Looking for THE REAL DEAL? Well then buy this Chucky doll. He is THE REAL THING! Many other sellers claim to sell the real thing, but this is no scam. This really is THE REAL THING! It was the doll filmed in the movies. He WILL come alive if you piss it off, and it WILL kill you. This is NOT a joke. Scare your friends or family. Perfect for Halloween. is accepted. Sorry, no checks.

Peter looked at the auction price. It was $1,000. "$1,000! Why is it that much?" He looked at the number of bidders. There were 897 bidders. "Wow, that's a lot of bidders. I'd better have a high maximum bid to make sure nobody cancels out my bid," Peter said, setting his maximum bid to $150,000. He then confirmed his bid, and then he got a message saying he was the high bidder. Peter smiled happily. "Lookout Joe, Cleveland, and Quag. Chucky's coming," he said.

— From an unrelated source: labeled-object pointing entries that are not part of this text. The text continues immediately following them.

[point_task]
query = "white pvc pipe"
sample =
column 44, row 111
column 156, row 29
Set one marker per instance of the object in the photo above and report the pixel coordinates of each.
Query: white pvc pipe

"Chucky's coming?" a voice said from upstairs. Stewie poked his little head around the corner, as well as Brian.

"That's right, Stewie and Brian. Chucky's on his way in just a few short days!" Peter announced.

Stewie cheered. "Ha! In your face, dog!" he sneered. Brian glared at Stewie. "Okay, you were lucky this time. But I'll prove you wrong some other time," he said, walking away.